It was the break of dawn outside, but the sky was so black with smoke that time was indiscernible; to the two occupants of the shelled out high-rise, it may well have been midnight. Seated against the pantry wall, shoulder to shoulder, Andal Brask and Ikora Rey shared a canteen of water. The burned holes where wire rifles had fired through the walls littered the small larder; flour and sugar were sprawled on the floor, and the air was thick with the charred odors of spices. There was a loud crash as the building cattycorner to theirs collapsed under a mortar blast; neither Brask nor Ikora so much as flinched.


“I never thought I’d see the equal of six fronts,” muttered Ikora, exhaustion and defeat thick in her voice. “But this is worse.”

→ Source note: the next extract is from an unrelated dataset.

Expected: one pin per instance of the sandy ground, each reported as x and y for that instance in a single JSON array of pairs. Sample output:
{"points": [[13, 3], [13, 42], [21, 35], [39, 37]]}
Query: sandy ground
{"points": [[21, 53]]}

Brask raised a hand to his ear, eyes closed, listening to an incoming broadcast. He let his hand fall back to where it previously rested, his elbows on his knees. “We’ve lost the Twilight Gap.” Ikora shut her eyes, leaning her head back against the wall.


“We can’t press this back numerically,” she reasoned, staring at the ceiling now. “We need to strike at their command chain.” She deployed her ghost, addressing it. “What’s our orbital arsenal’s current capability?”


“At this time we have no strike capability, Ikora. Visual capacity at %20; the majority of the metropolitan districts are obscured due to detritus and smoke. Infrared suggests the majority of the enemy fleet remains in orbit; bombardment has been continuous since first contact at 0200 hours yesterday morning.”


“Thank you ghost,” Ikora said, desyncing it. She stared back at the ceiling.


“The House of Kings will likely attempt landfall when they feel the battle is within reach.” Brask had not said a word since they’d left the rooftops to take a short respite from the melee on the walls. “I know where they’ll land.”


“How?” said Ikora, barely turning her head back to look at him. “How could you possibly know?”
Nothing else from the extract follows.